Financing conditions around the globe remain tight as rising interest rates, market volatility and other headwinds continue to hit investor sentiment. S&P Global Ratings on July 28 said it expects global bond issuance to contract about 16% in 2022, after first-half issuance fell 10.9% year over year to $4.2 trillion. While emerging and frontier market corporate issuance slowed across regions in the second quarter, issuance remained strong in Asia-Pacific, led by China, Ratings said.

In the current financing environment, banks will only issue new bonds to repay their redeeming debt instruments or to fill gaps in their working cash positions, said Ales Koutny, global bonds portfolio manager at Janus Henderson Investors.

"Banks' use of capital and profitability depends on their cost of funding and the steepness of yield curves," Koutny said. "As both of these metrics deteriorated significantly — cost of funding increased and flatter curves reduce profitable opportunities for excess cash — banks will only issue new bonds to repay redeeming ones or to make up shortfalls in the working cash positions."
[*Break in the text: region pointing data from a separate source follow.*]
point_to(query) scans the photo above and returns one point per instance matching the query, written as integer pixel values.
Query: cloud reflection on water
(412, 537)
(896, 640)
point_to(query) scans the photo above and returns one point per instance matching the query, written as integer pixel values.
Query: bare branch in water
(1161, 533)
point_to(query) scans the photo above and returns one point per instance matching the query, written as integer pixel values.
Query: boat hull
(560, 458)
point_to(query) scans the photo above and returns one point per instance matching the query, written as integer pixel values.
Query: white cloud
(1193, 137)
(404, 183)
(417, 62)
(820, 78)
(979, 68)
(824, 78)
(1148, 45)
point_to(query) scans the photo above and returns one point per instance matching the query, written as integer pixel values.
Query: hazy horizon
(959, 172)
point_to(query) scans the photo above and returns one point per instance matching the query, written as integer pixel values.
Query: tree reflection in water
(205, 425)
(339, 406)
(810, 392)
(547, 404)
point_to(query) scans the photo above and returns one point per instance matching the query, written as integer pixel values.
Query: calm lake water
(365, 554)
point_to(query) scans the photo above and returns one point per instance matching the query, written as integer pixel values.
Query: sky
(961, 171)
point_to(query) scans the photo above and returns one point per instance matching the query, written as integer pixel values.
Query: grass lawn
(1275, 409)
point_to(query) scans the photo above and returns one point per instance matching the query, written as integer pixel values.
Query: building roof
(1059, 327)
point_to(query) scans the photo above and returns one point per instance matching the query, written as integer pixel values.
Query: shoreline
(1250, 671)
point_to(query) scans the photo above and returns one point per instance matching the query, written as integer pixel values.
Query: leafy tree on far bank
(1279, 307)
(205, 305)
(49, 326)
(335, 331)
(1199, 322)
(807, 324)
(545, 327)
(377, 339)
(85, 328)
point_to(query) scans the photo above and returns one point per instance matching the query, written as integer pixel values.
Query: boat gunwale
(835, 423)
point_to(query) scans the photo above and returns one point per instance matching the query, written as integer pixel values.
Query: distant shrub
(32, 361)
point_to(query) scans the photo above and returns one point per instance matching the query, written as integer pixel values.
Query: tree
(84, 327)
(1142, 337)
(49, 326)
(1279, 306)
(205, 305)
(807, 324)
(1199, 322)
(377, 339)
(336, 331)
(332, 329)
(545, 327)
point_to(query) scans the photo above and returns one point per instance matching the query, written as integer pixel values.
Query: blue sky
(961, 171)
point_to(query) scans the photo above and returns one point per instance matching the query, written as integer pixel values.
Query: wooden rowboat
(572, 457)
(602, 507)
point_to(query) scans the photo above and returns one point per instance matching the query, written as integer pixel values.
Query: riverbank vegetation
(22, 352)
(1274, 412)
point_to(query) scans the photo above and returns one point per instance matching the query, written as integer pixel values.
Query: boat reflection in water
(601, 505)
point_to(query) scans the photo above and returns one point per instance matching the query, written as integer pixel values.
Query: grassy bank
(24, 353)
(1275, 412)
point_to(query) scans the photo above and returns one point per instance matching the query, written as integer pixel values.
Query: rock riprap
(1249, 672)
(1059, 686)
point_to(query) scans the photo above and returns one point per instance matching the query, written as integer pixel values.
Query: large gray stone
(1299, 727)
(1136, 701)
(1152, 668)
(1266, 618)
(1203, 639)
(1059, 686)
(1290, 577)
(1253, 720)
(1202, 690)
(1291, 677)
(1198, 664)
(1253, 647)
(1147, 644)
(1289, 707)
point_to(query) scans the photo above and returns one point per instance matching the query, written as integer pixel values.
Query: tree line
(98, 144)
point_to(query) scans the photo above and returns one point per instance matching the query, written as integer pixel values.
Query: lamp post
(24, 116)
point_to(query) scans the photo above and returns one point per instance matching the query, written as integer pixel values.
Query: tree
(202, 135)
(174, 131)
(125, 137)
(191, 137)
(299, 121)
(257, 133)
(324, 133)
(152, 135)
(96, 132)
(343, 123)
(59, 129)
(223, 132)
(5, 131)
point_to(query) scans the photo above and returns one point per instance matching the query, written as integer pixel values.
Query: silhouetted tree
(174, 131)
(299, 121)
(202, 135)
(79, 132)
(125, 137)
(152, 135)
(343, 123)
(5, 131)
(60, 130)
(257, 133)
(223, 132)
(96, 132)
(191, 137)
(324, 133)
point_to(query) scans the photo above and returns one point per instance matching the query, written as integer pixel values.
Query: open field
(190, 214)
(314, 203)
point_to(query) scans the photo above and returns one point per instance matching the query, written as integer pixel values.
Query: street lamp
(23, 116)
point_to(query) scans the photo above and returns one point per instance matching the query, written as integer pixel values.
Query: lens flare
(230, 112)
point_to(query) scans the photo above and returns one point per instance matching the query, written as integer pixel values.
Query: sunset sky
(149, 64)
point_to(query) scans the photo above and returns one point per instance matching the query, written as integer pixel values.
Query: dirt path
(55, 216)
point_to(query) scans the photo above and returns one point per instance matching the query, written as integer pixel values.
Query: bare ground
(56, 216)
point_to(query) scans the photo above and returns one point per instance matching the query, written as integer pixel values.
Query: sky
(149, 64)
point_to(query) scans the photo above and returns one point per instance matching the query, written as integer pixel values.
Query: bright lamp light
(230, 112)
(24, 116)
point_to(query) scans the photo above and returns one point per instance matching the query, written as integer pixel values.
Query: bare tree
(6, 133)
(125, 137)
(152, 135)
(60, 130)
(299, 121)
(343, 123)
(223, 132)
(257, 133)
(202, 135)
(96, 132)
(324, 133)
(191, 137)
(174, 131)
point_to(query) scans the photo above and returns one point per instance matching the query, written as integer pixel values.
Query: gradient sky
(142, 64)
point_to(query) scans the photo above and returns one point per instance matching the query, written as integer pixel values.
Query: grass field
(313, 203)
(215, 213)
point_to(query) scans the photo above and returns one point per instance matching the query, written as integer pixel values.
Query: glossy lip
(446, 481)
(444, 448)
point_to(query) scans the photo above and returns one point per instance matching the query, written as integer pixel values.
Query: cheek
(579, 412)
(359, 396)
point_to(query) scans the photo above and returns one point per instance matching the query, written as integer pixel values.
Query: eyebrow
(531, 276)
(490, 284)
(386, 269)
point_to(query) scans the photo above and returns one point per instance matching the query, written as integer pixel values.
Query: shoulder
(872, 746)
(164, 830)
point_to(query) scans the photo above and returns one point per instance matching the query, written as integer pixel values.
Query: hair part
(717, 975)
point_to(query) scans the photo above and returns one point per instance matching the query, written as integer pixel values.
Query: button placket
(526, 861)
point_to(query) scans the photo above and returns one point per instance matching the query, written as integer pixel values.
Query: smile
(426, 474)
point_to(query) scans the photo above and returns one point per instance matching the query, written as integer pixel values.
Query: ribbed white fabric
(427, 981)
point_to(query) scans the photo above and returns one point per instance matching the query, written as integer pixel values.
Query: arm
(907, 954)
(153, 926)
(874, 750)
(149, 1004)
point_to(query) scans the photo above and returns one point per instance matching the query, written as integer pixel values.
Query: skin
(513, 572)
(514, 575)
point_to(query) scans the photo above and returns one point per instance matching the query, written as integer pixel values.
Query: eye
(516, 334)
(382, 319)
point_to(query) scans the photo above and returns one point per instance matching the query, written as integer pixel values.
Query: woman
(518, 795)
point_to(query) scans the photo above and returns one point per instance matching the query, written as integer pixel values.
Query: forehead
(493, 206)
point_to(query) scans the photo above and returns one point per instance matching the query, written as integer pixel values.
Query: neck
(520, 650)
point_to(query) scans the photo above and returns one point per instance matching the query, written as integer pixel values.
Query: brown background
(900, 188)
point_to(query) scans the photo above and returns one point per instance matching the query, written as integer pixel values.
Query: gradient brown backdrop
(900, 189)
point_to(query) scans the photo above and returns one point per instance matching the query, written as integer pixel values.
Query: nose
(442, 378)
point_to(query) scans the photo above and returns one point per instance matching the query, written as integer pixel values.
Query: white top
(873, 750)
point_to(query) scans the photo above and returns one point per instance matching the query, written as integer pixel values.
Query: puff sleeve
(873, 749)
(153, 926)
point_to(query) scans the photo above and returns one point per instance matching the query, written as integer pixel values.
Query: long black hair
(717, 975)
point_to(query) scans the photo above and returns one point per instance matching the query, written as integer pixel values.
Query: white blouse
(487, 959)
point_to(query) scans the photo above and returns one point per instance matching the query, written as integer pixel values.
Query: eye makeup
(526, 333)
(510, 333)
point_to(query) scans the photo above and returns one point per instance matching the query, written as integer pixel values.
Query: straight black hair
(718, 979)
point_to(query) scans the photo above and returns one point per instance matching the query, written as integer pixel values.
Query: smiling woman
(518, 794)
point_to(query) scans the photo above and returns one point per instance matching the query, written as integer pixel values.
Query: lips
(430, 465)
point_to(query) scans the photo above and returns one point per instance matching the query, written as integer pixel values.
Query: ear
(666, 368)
Overall, Koutny expects markets to remain moribund, though small short-term pickup in issuance may happen as many corporates, which have been postponing their required issuance due to an unfriendly market, will need to issue by the end of 2022.

Local currency vs. greenback

While more Asia-Pacific banks are likely to turn to issuing local-currency bonds as a strong U.S. dollar pushes up borrowing costs for issuers, it is not a remedy, analysts said. In June, six banks issued $1.64 billion worth of bonds in currencies other than the U.S. dollar, compared to $1.85 billion worth of U.S. dollar-denominated bonds issued by Asian Infrastructure Investment Bank and Industrial & Commercial Bank of China.

"Local-currency debt is not the panacea either as, in many cases, it is purchased by nonresidents who may decide to sell off any time, bringing down both bond prices as well as the value of the domestic currency if their presence is large enough," Herrero said.

Janus Henderson's Koutny expects more local-currency bond issuance due to volatility experienced by other currencies against the greenback.

"For most emerging markets corporates, [U.S. dollar] issuance is cheaper and has generally higher levels of demand," Koutny said. "While this is beneficial, it is quickly eroded by an erratic U.S. dollar. As such, we believe local issuance will continue to increase marginally due to excess volatility experience by local currencies versus the [U.S. dollar]."

Asia-Pacific banks that issued bonds in currencies other than the U.S. dollar in June included KB Kookmin Bank, Mitsubishi UFJ Financial, PT Bank Negara Indonesia (Persero) Tbk and Union Bank of the Philippines, Market Intelligence data shows.